Selain itu, sebagai reaksi atas keinginan Khamenei untuk menunjuk Raisi sebagai Presiden, para pembangkang Iran meningkatkan aktivitas mereka di dalam dan luar negeri, mengungkap kejahatan Raisi terhadap anggota dan pendukung MEK pada tahun 1988 dan catatan hak asasi manusianya yang mengerikan sebagai kepala pengadilan.

Namun, dalam penolakan yang mencolok dari permohonan internasional dan domestik, Dewan Penjaga yang dikendalikan Khamenei memenuhi syarat ‘Raisi yang beruntung’ dan ‘enam pecundang yang berharap’ untuk mencalonkan diri dalam kompetisi Presiden. Dengan tindakan seperti itu, pemimpin tertinggi jelas mengumumkan jalan sepihaknya untuk isolasi maksimum.

Khamenei secara praktis mengakhiri negosiasi nuklir yang berbasis di Wina meskipun ada kesediaan pihak lawan yang lebih setuju untuk menawarkan keringanan sanksi kepada Teheran dengan segala cara. Dalam keadaan seperti itu, tidak hanya menghidupkan kembali kesepakatan nuklir Iran 2015 tidak akan terjadi, tetapi tidak mungkin menandatangani kesepakatan apa pun.

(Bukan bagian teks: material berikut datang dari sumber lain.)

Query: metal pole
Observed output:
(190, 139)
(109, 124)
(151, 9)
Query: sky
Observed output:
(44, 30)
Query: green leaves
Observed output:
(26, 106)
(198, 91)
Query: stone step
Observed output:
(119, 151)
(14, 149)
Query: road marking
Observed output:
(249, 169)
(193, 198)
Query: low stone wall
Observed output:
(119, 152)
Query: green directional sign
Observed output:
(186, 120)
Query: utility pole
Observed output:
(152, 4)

Sementara itu, pemimpin tertinggi sebagai otoritas tertinggi terpaksa mengabaikan permainan reformis versus garis keras. Selama bertahun-tahun, ‘reformis’ Iran membuat takut Amerika Serikat dan pemerintah Eropa tentang ‘pemerintahan garis keras’ untuk mendapatkan hak istimewa internasional. Saat ini, Khamenei takut dengan slogan populer selama protes anti-kemapanan, meneriakkan, “Reformis, garis keras, permainan sudah berakhir.”

Memang, keputusan Khamenei membuat lawan domestiknya sangat prihatin. Dalam sebuah surat kepada pemimpin tertinggi, Presiden ‘reformis’ Hassan Rouhani mendesak Khamenei untuk memerintahkan Dewan Penjaga untuk membuat perubahan dalam daftar akhir yang dideklarasikan oleh dewan tersebut. “Presiden telah memerintahkan menteri dalam negeri untuk menghindari pengumuman daftar Dewan Penjaga,” kata Mohammad Mohajeri, seorang jurnalis dan politisi yang berafiliasi dengan faksi Khamenei.

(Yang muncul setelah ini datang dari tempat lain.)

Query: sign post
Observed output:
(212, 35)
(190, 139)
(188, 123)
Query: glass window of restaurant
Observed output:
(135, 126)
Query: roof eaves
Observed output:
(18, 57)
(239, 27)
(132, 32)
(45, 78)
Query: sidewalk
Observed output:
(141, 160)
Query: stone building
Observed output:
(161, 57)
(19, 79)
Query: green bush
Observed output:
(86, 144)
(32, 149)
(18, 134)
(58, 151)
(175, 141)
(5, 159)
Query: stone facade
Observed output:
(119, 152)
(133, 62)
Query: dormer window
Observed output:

Khususnya, jajak pendapat resmi yang dilakukan oleh Organisasi Penyiaran (IRIB) pada Mei memperkirakan jumlah pemilih dalam pemungutan suara akan serendah 30 persen, jauh lebih rendah daripada pemilu mana pun yang diadakan dalam 40 tahun terakhir.

Baru-baru ini, dalam wawancara jalanan dengan Saluran TV Ara yang dikelola negara pada 20 Mei, warga mengumumkan boikot pemilu. “Saya tidak akan memberikan suara yang sama,” “Saya tidak memilih,” “Mengapa saya harus memilih,” dan “Tidak ada yang akan berubah dengan suara saya,” kata warga biasa selama wawancara.

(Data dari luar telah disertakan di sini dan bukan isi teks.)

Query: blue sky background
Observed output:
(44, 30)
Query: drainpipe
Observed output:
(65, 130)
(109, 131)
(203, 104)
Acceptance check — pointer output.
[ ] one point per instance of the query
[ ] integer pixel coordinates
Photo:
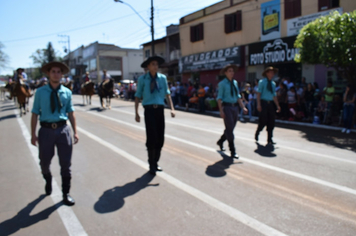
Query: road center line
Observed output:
(261, 164)
(232, 212)
(69, 219)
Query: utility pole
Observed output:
(68, 41)
(152, 27)
(152, 30)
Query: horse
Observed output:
(106, 90)
(22, 94)
(3, 91)
(87, 90)
(69, 85)
(11, 88)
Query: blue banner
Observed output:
(270, 20)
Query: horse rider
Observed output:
(86, 77)
(153, 88)
(266, 102)
(53, 106)
(105, 76)
(229, 99)
(20, 71)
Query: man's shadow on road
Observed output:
(113, 199)
(218, 169)
(23, 219)
(265, 151)
(8, 117)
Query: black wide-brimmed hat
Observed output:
(158, 59)
(223, 70)
(268, 69)
(47, 67)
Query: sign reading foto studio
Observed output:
(212, 60)
(272, 52)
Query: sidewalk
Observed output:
(255, 120)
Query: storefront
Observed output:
(204, 68)
(278, 53)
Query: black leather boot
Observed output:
(269, 139)
(256, 135)
(158, 155)
(233, 150)
(67, 199)
(48, 186)
(220, 142)
(152, 161)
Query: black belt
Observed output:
(227, 104)
(268, 101)
(154, 106)
(53, 125)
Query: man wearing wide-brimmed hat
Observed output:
(152, 87)
(267, 103)
(229, 99)
(53, 105)
(20, 71)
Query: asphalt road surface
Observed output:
(304, 185)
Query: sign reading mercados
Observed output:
(272, 52)
(210, 60)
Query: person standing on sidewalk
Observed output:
(266, 101)
(153, 88)
(53, 106)
(228, 100)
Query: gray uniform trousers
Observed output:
(231, 117)
(48, 138)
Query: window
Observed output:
(197, 33)
(233, 22)
(147, 53)
(327, 4)
(292, 8)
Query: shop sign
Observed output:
(272, 52)
(212, 60)
(271, 20)
(296, 24)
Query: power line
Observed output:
(71, 30)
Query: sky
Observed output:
(26, 26)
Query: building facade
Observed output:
(123, 64)
(167, 47)
(252, 34)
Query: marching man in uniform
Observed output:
(228, 100)
(153, 89)
(266, 101)
(53, 106)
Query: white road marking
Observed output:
(278, 169)
(69, 219)
(232, 212)
(312, 154)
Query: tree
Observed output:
(4, 58)
(43, 56)
(330, 40)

Perlu dicatat bahwa wawancara telah dilakukan dan ditayangkan beberapa hari sebelum deklarasi Dewan Wali tentang kandidat. Pada saat itu, kaum ‘reformis’ berpikir bahwa kandidat mereka akan menyeret orang ke tempat pemungutan suara yang berarti masyarakat telah menolak pembentukan saat ini dengan seluruh divisi.

Mengenai keputusan Khamenei baru-baru ini untuk membersihkan semua saingannya, kemungkinan jumlah pemilih akan jauh lebih rendah daripada perkiraan sebelumnya. Namun, pemimpin tertinggi tampaknya lebih memilih untuk mengklarifikasi semua lawan dan menerapkan kekuatan absolutnya untuk melawan protes yang berkembang di dalam negeri dan isolasi internasional di luar negeri.